According to reports, witnesses called the LAPD when they heard a woman screaming for help. The witnesses themselves didn’t see the actual kidnapping occur, though they heard the woman scream and watched a white Toyota Prius (they believe) race away from the scene. Over the course of the investigation, officers were able to obtain video footage from the doorbell camera at the residence where the woman was allegedly kidnapped from. The film, unfortunately, doesn’t capture any images of what caused the woman to begin screaming. However, some witnesses claim they saw a man in the white Prius pulling the hair of a screaming female passenger.
LAPD detectives are looking for information from anyone who may know the woman or the driver of the vehicle. They’re asking anyone with info to call Southwest Area Detectives at 213-485-2197.

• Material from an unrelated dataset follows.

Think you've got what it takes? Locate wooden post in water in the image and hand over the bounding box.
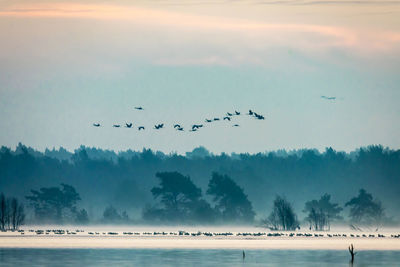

Kidnapping is covered under California Penal Code 207 PC and is described as moving a victim a substantial distance, and using force or fear to do so. In order for kidnapping charges to be pressed, a prosecutor must prove that the victim was actually moved a substantial distance. One cannot be charged with kidnapping if the distance the alleged victim was moved was trivial, it must be substantial. Whether the movement was substantial or not depends on a variety of factors, including the actual distance the victim was moved, whether moving the victim placed them in a state of increased risk of harm, and if the movement reduced the risk of (the defendant) being caught. It’s also important that the movement occurs without the alleged victim’s consent, and that fore or fear was used to do so.
The crime of kidnapping is punishable by strict penalties. Simple kidnapping is punishable by a California state prison sentence of 3, 5, or 8 years as well as a maximum $10,000 fine.